Chwilkę się zastanawiałem jak to w miarę ładnie napisać, ale szczerze mówiąc nie mam do tego teraz głowy i nie będę miał w najbliższym czasie. Napiszę więc krótko i zwięźle.
Ustka->plaża-> kąpiel-> po chwili burza i grono uciekających ludzi, wychodzę z wody, już prawie pusto na plaży, tylko dwie piękne laski biegną i się uśmiechają, nie zagadałem, nie krzyknąłem nie pobiegłem za nimi, szkoda.

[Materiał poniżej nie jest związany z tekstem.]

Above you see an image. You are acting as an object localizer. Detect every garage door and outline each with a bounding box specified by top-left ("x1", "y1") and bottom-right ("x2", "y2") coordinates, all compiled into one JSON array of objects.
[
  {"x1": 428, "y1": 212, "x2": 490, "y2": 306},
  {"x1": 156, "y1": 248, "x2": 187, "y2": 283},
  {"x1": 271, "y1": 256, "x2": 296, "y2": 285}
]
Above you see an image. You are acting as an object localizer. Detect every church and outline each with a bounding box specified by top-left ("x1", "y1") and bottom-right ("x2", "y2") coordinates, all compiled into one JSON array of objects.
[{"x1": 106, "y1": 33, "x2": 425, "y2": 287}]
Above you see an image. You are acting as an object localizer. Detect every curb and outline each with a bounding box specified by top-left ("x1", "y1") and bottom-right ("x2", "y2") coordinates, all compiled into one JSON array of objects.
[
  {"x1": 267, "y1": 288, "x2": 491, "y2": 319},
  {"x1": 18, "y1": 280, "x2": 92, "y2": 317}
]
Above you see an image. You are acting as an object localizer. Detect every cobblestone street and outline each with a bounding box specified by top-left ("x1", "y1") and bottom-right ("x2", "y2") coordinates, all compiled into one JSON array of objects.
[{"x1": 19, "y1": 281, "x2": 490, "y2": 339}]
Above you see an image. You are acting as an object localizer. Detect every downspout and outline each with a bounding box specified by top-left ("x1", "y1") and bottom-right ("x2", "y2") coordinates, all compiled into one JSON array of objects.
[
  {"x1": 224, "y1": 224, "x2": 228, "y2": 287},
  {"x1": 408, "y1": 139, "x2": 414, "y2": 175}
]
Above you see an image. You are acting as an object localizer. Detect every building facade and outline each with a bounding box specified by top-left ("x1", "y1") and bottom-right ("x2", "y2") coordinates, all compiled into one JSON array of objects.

Idę gdzieś się schować i widzę, że dziewczyna HB-7 idzie sobie z parasolką, myślę podbiję trochę mocniej- złapię ją za rękę (którą parasol trzyma) i nic nie będę mówić, tylko tak będę szedł przy niej. Nim zacząłem tworzyć wymówki powiedziałem sobie raz się żyje i pobiegłem. Już miałem wyciągać rękę, gdy schowała się pod daszkiem i złożyła parasolkę.
Wkurzony wróciłem do domu, gdzie zrozumiałem, iż muszę podejście zmienić, bo przez to że nie zagadałem do dziewczyny źle się czuję.